2175 Andrea Doria

Discovery
- Discovered by: P. Wild
- Discovery site: Zimmerwald Obs.
- Discovery date: 12 October 1977

Designations
- Named after: Andrea Doria (16th-century admiral)
- Alternative designations: 1977 TY · 1964 VY_{1} 1967 RS · 1967 TE
- Minor planet category: main-belt · Flora

Orbital characteristics
- Epoch 4 September 2017 (JD 2458000.5)
- Uncertainty parameter 0
- Observation arc: 66.18 yr (24,171 days)
- Aphelion: 2.6751 AU
- Perihelion: 1.7560 AU
- Semi-major axis: 2.2155 AU
- Eccentricity: 0.2074
- Orbital period (sidereal): 3.30 yr (1,205 days)
- Mean anomaly: 44.452°
- Mean motion: 0° 17^{m} 56.04^{s} / day
- Inclination: 3.7056°
- Longitude of ascending node: 222.09°
- Argument of perihelion: 143.68°

Physical characteristics
- Dimensions: 3.86±0.14 km 3.922±0.042 4.013±0.021 km 4.50 km (calculated)
- Synodic rotation period: 4.880±0.001 h
- Geometric albedo: 0.24 (assumed) 0.392±0.067 0.3997±0.0568 0.417±0.057
- Spectral type: S
- Absolute magnitude (H): 13.6 · 13.70 · 13.9 · 14.28±0.29

= 2175 Andrea Doria =

Stony Florian asteroid

2175 Andrea Doria, provisional designation , is a stony Florian asteroid from the inner regions of the asteroid belt, approximately 4 kilometers in diameter.

It was discovered on 12 October 1977, by Swiss astronomer Paul Wild at Zimmerwald Observatory near Bern, Switzerland, and named after 16th-century Genoese admiral Andrea Doria.

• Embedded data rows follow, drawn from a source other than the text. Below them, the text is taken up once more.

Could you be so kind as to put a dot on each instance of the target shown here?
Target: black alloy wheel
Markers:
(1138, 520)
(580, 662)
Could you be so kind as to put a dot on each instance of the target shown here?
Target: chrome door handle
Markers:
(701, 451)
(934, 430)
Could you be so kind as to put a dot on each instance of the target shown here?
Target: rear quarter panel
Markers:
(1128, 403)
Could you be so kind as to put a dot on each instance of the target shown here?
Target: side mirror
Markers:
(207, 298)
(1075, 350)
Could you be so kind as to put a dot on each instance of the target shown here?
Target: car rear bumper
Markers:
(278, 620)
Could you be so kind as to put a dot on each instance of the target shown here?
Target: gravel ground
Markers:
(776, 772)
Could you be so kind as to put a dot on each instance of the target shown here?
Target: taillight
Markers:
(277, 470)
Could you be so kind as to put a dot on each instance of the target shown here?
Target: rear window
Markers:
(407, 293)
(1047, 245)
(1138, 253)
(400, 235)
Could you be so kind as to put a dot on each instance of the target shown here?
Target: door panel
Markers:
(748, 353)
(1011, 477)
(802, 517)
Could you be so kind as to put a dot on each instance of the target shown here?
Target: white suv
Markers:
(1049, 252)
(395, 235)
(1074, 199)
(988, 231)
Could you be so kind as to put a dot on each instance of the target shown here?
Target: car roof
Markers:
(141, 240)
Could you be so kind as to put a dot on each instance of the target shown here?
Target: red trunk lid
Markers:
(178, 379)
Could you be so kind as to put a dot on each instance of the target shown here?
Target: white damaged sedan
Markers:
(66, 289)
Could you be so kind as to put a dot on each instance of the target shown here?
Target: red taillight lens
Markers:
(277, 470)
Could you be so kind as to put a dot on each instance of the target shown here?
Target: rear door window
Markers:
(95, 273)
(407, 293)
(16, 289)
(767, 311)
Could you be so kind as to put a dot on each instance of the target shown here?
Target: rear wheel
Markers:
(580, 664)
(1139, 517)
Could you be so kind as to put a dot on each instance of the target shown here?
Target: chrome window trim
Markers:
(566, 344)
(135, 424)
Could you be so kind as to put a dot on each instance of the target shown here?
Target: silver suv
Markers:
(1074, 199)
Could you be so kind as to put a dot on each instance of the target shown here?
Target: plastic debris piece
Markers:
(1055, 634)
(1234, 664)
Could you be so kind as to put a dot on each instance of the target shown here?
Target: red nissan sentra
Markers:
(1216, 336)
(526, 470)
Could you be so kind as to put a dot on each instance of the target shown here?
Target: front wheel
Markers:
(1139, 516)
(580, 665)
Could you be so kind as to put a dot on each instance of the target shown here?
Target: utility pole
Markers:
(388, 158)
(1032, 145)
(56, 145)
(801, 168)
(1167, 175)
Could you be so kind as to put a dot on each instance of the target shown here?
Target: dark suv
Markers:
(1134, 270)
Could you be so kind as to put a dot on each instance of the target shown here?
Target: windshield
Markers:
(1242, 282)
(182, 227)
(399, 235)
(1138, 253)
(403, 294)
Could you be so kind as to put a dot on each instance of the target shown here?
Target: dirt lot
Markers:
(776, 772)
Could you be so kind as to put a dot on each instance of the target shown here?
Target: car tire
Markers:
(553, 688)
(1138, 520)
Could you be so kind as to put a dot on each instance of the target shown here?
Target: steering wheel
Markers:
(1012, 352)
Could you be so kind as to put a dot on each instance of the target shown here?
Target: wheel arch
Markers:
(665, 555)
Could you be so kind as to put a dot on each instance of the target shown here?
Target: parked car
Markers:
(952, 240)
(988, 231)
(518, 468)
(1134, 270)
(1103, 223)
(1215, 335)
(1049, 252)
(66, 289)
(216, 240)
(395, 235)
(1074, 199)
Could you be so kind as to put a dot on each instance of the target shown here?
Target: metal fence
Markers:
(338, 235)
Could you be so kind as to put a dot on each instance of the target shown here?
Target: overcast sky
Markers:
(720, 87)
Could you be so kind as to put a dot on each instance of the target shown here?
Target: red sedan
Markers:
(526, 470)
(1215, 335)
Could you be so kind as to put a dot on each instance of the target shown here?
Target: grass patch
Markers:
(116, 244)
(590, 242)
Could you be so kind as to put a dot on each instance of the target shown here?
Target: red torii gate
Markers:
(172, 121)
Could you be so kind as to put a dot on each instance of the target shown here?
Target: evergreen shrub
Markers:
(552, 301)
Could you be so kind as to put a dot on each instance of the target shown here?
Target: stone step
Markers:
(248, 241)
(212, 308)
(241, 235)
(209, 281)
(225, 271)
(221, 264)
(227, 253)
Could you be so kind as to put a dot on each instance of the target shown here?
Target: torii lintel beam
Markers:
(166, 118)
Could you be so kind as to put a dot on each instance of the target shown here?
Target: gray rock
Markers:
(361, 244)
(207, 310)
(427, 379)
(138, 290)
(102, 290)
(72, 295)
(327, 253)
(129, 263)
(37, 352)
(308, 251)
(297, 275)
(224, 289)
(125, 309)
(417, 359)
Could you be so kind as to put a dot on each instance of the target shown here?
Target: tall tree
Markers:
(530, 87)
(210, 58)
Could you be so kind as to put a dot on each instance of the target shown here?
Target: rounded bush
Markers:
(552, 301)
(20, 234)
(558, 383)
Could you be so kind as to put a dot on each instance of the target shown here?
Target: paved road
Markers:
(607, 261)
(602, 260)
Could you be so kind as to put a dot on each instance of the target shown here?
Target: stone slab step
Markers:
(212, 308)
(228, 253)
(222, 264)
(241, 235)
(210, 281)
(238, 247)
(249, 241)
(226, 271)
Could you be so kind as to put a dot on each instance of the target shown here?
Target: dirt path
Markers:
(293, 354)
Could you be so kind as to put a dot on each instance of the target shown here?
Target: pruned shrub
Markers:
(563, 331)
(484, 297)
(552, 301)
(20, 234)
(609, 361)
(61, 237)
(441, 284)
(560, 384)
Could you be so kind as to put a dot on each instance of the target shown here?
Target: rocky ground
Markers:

== Orbit and classification ==

Andrea Doria is a member of the Flora family, one of the largest families of stony asteroids in the main belt. It orbits the Sun in the inner main-belt at a distance of 1.8–2.7 AU once every 3 years and 4 months (1,205 days). Its orbit has an eccentricity of 0.21 and an inclination of 4° with respect to the ecliptic. A first precovery was taken at Palomar Observatory in 1950, extending the body's observation arc by 27 years prior to its official discovery observation at Zimmerwald.

== Physical characteristics ==

In October 2010, a rotational lightcurve of Andrea Doria was obtained from photometric observations by American amateur astronomer Ralph Megna. Lightcurve analysis gave a well-defined rotation period of 4.880 hours with a brightness variation of 0.25 magnitude (U=3).

According to the survey carried out by NASA's Wide-field Infrared Survey Explorer with its subsequent NEOWISE mission, Andrea Doria measures between 3.86 and 4.013 kilometers in diameter and its surface has an albedo between 0.392 and 0.417. The Collaborative Asteroid Lightcurve Link assumes an albedo of 0.24 – derived from 8 Flora, a S-type asteroid and the family's largest member and namesake – and calculates a diameter of 4.50 kilometers with an absolute magnitude of 13.9.

== Naming ==

This minor planet was named after Genoese admiral Andrea Doria (1466–1560), popularized in Friedrich Schiller's drama Fiesco. Several ships, including the SS Andrea Doria, famous for its sinking off the coast of New England, had also been named after the admiral. The official naming citation was published by the Minor Planet Center on 22 September 1983 (M.P.C. 8151).